Se sai di avere almeno un fattore di rischio della sindrome metabolica, come l’ipertensione, il colesterolo alto od una circonferenza in vita elevata, è possibile che siano presenti anche gli altri senza che tu lo sappia: vale la pena verificare con il medico.

Fonti e bibliografia

Le domande più frequenti

Risposte a cura del Dr. Roberto Gindro

Cos'è la sindrome metabolica?

Sindrome metabolica è un termine medico che si usa per indicare una combinazione di diabete, pressione alta ed obesità; sono tutti e tre fattori di rischio cardiovascolari, ma quando presenti in contemporanea il rischio risulta ancora più aumentato rispetto alle singole condizioni. Definizioni più precise prendono in considerazione anche fattori di rischio più specifici, come la misura del girovita e i livelli circolanti di colesterolo. Fonte: https://www.nhs.uk/conditions/metabolic-syndrome/

Quali sono i sintomi della sindrome metabolica?

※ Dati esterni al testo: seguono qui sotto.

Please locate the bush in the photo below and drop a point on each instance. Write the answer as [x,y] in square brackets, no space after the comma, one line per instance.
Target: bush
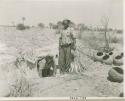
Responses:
[20,27]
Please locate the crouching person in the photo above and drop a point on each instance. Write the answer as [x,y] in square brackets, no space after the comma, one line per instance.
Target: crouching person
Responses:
[46,66]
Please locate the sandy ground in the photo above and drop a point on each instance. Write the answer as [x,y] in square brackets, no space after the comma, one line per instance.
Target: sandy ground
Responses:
[91,83]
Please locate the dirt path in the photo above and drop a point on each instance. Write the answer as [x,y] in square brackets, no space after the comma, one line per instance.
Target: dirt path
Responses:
[68,85]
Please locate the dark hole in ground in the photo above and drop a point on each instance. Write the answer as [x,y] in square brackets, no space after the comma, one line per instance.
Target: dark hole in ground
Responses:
[105,57]
[118,57]
[112,80]
[119,70]
[100,53]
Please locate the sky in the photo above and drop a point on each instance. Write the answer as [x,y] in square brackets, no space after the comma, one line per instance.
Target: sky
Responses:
[89,12]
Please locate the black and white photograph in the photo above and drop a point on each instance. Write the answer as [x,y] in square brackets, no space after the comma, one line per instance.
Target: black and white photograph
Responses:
[61,48]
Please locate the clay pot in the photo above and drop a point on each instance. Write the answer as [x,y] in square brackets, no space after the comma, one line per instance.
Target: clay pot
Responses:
[98,56]
[115,74]
[107,59]
[110,53]
[118,60]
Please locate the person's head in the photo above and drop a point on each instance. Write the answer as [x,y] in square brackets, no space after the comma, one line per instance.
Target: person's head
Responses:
[66,23]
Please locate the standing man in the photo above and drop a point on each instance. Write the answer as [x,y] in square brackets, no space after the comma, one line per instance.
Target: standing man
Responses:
[66,43]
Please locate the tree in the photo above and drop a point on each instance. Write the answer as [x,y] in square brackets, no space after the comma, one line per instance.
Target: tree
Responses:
[50,25]
[105,22]
[23,19]
[41,25]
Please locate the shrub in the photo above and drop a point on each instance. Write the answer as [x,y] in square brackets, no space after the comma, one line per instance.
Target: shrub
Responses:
[20,27]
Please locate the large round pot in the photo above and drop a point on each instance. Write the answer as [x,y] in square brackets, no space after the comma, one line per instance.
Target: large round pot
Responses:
[107,59]
[98,56]
[118,60]
[115,74]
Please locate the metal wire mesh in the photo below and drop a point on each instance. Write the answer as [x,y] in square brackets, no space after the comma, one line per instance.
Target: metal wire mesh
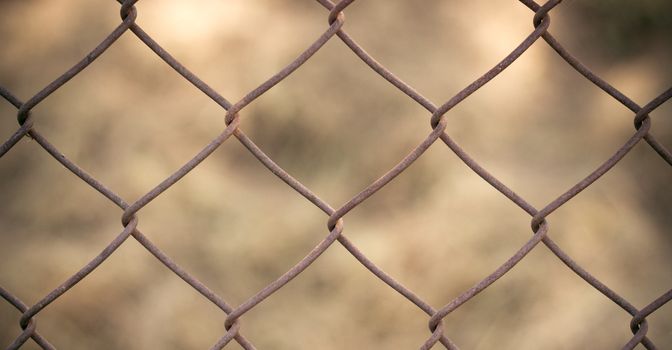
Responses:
[234,329]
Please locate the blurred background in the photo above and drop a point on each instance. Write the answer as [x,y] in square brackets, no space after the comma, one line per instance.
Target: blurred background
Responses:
[540,127]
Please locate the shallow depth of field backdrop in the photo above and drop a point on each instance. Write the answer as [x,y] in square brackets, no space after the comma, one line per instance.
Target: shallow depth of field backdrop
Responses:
[335,125]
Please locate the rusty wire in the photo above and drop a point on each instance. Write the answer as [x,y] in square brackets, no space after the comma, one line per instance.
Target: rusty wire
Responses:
[541,21]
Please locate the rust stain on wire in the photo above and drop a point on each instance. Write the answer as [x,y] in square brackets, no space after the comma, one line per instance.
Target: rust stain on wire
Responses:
[233,327]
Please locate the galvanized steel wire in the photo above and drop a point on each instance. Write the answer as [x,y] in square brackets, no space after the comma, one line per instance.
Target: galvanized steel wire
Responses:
[233,329]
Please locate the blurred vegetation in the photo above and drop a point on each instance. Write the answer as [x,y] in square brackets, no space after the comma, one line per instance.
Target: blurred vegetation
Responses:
[336,126]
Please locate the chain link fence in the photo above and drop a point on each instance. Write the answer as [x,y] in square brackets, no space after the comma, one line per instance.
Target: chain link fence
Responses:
[437,136]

Trattandosi della combinazione di diverse condizioni, si parla più propriamente di un inseme di rilevazioni di laboratorio, come ad esempio: girovita eccessivo, aumento dei trigliceridi circolanti, riduzione dei valori di colesterolo buono, aumento dei valori di glicemia (zucchero), valori elevati di pressione sanguigna.

Come si cura?

L'approccio imprescindibile per la sindrome metabolica è costituita dallo stile di vita: dieta sana e varia, esercizio fisico regolare, smettere di fumare, ridurre o smettere di consumare alcolici. Quando non fosse sufficiente è possibile associare i farmaci necessari a correggere le singole condizioni (pressione alta, squilibri di colesterolo e grassi, glicemia elevata).

È possibile che la sindrome dell'ovaio policistico influisca sulla salute metabolica?

Sì, la sindrome dell'ovaio policistico può portare a resistenza insulinica e ad altri disturbi metabolici, anche se i livelli di glucosio nel sangue risultano normali. È fondamentale monitorare l'alimentazione e consultare un medico per una corretta gestione della situazione.

Come si può riconoscere l'insulino-resistenza?

L'insulino-resistenza può essere diagnosticata attraverso l'analisi della curva glicemica e insulinemica. Se i valori di insulina risultano elevati durante la curva da carico, potrebbe indicare un'alterata risposta insulinemica.